Les rapports d’évacuation de la ZAD rendus publics

Les rapports d’évacuation de la ZAD rendus publics

Photo: Keystone/Bott

Répondant à plusieurs interpellations parlementaires ainsi qu’à une résolution adoptée par le Grand Conseil au sujet de l’occupation de la colline du Mormont, le Conseil d’État précise qu’il a agi selon ses prérogatives et les principes que lui offre le cadre légal en vigueur.

Il relève par ailleurs le caractère proportionné des opérations d’évacuation faisant suite à une décision de justice. Dans ce contexte, il détaille les moyens engagés et les coûts de l’intervention. Par ailleurs, la séparation des pouvoirs ne lui permet pas de commenter les sanctions pénales prononcées à l’encontre des personnes interpellées. Le Conseil d’État rend également publics deux rapports: celui des observateurs indépendants délégués sur le terrain ainsi que celui de la Police cantonale.

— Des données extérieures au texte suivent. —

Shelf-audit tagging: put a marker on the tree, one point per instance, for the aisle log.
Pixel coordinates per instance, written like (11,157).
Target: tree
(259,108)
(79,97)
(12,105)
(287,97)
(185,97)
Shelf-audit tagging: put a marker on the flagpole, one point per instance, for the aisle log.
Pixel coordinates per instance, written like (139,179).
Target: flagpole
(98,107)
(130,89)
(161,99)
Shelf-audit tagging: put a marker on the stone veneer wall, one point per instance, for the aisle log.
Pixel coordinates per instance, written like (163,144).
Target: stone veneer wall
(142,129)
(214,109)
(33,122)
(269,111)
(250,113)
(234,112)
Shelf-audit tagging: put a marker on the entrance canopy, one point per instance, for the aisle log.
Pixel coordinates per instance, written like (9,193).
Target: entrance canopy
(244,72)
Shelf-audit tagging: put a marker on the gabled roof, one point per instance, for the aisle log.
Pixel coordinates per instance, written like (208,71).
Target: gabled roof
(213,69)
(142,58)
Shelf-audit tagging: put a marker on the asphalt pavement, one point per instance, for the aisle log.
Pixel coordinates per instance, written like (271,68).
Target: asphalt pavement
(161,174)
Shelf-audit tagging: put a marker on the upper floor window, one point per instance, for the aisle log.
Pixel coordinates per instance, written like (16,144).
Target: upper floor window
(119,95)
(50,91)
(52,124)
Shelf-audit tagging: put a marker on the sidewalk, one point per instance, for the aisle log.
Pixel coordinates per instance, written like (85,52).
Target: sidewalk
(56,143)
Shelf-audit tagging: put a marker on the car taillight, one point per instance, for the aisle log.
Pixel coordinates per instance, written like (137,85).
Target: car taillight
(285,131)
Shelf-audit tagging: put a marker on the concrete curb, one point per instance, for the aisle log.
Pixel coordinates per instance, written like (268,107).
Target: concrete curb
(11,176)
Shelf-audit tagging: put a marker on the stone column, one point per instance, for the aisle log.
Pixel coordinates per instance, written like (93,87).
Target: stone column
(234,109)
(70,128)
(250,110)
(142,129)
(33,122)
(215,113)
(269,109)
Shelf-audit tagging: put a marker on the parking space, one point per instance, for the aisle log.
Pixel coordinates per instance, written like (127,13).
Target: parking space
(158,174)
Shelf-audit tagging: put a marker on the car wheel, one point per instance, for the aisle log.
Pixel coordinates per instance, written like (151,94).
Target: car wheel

Sur le plan judiciaire, le Conseil d’État rappelle, dans ses réponses aux députés, qu’en cas d’occupation illicite, seul le propriétaire lésé a la qualité pour agir auprès des instances judiciaires et que l’État n’est pas habilité à intervenir spontanément pour évacuer les occupants en l’absence d’une décision de justice. En l’occurrence, le Tribunal d’arrondissement de la Côte a rendu une décision le 24 février 2021 ordonnant aux zadistes de quitter les lieux dans les 20 jours, faute de quoi ils seraient évacués. Les zadistes ne s’étant pas exécutés dans le délai imparti, le propriétaire Holcim SA, a requis l’exécution de la décision le 29 mars et la Police cantonale est intervenue le lendemain.

Concernant l’évacuation, le Conseil d’État relève l’incertitude qui entourait une opération d’une telle envergure, de surcroît en pleine pandémie, préparée dans un court laps de temps, sans connaître précisément le nombre de personnes présentes sur le site au vu des nombreux appels à soutien lancés les jours précédents. Ce contexte a conduit les forces de l’ordre à anticiper les moyens nécessaires pour l’évacuation qui s’est finalement déroulée sans heurts majeurs. Le dispositif comprenait également du personnel médical et des pompiers.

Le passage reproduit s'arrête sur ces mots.